All news

Northern Fleet’s hydrographers confirm five new islands in the Arctic

The islands are between 900 and 54,500 square meters

MURMANSK, August 27. /TASS/. The Northern Fleet's hydrographers confirmed five new islands in the course of an expedition to the Franz Josef Land Archipelago, the fleet’s press service said on Tuesday.

"The islands are between 900 and 54,500 square meters," the press service said.

The Northern Fleet’s specialists have been using the Earth’s remote sensing data. Between 2015 and 2018, the experts confirmed more than 30 new islands, capes and bays. The information obtained through topographic surveying is double-checked and then is added to maps and navigation materials and instructions.

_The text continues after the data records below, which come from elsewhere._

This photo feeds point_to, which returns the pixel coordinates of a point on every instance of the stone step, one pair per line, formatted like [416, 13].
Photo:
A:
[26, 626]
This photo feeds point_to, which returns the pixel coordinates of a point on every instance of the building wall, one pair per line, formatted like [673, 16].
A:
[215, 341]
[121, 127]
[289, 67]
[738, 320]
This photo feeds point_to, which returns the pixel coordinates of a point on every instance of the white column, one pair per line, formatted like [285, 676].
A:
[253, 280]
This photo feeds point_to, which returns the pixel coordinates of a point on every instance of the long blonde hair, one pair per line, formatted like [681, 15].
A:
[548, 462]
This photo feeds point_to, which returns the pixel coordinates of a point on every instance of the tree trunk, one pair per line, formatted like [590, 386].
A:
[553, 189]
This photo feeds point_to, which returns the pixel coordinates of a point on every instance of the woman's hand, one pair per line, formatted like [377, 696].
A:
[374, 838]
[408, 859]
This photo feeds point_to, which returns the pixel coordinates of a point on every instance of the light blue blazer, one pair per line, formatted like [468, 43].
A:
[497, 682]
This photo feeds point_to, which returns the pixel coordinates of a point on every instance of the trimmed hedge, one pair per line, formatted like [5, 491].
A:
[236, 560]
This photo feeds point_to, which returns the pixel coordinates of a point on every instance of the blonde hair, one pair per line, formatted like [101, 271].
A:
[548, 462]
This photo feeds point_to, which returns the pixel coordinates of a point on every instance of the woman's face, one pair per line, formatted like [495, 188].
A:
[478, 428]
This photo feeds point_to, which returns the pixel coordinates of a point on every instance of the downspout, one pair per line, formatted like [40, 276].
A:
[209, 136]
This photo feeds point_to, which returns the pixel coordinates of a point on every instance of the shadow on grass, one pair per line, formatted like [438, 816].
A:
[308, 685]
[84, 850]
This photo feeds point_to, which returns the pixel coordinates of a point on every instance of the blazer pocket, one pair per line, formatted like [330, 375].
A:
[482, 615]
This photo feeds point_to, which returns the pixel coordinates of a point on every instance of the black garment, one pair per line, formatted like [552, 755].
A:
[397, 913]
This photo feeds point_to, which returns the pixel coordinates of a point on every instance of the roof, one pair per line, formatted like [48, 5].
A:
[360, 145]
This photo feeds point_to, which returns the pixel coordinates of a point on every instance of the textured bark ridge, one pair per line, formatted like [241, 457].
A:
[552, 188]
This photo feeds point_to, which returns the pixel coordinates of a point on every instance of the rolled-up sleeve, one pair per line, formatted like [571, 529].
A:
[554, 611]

The fleet’s specialists made topographic pictures and descriptions of the new islands.

Arctic expedition

The Northern Fleet’s expedition, organized in association with the Russian Geographical Society’s Center on Northern Fleet, its scientists and the media, began on August 15 onboard the Altai rescue tug. Participants in the unique project follow the routes of Julius von Payer’s expedition of 1874, Frederick Jackson’s expedition of 1897, the expeditions by Evelyn Baldwin and Georgy Brusilov, and others. They have been conducting scientific and environmental studies and exploring Soviet military infrastructure and traces of past centuries’ expeditions.

The crew have sailed about 2,000 miles across the Barents and Kara Seas, carrying out research on the Pakhtusov Island, Vise and Blagopoluchiye Bays. They examined the remains of the weather station, which was destroyed in 1943 by Germany’s U-711 submarine.

The expedition has explored the Hooker Island’s southern coastline and made a few glacier observations. The Altai tug followed the route of the Sedov icebreaking steamer, which brought a Soviet expedition to Franz Josef Land in 1929.